The findings of this current study was comparable to the work of David Bolignano et al. [21] in the use of NGAL in prediction of CKD.

Conclusion

The results of this current study indicate that pNGAL is a better indicator of kidney impairment in the early stages of CKD as compared with serum Creatinine in general hypertensive population. NGAL showed good cut-off point in diagnosing renal impairment with good sensitivity and specificity compared to creatinine.

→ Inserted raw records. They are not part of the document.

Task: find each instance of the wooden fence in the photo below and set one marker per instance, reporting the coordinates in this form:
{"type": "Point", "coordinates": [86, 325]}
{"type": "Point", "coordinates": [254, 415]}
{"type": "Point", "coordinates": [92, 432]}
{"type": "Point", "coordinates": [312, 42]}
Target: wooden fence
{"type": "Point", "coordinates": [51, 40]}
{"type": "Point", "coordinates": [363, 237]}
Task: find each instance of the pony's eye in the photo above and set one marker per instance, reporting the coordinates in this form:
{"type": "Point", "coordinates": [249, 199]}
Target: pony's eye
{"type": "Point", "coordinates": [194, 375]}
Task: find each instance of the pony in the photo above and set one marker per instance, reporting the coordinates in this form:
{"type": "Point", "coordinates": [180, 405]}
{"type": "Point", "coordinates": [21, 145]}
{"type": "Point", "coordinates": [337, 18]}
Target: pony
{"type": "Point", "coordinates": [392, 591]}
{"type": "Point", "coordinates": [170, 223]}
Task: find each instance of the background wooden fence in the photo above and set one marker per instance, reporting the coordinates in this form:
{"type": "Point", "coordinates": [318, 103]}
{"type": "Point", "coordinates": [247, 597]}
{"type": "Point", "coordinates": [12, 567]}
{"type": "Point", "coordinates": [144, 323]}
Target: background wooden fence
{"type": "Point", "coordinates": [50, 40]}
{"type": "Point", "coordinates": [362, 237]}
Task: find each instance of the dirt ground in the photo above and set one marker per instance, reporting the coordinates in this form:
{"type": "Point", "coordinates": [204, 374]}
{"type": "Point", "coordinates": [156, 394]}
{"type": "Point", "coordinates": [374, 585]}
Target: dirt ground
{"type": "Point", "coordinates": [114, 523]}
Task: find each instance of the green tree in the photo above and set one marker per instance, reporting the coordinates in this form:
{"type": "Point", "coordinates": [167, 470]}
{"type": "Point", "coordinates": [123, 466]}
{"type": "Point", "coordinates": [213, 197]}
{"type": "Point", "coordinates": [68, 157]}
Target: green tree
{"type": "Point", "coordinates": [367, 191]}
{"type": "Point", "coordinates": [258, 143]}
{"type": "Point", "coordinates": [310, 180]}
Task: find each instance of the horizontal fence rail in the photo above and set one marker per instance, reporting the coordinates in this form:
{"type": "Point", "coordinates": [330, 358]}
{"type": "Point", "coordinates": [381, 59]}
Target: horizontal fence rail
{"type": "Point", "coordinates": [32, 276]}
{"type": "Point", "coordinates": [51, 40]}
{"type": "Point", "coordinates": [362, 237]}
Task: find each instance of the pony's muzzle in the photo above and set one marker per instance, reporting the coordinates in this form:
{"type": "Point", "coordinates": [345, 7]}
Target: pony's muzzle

Also, hypertension is a common cause of CKD and hence patients with high blood pressure are at increased risk of loss of kidney function and development of CKD. Individuals with high BP should therefore be carefully evaluated for the presence of CKD especially those with decreased GFR using the NGAL biomarker. It is important to look into the significance of pNGAL as a biomarker for the early detection of kidney failure among other populations and for the differential diagnosis of renal disease etiology in other cardiometabolic illnesses.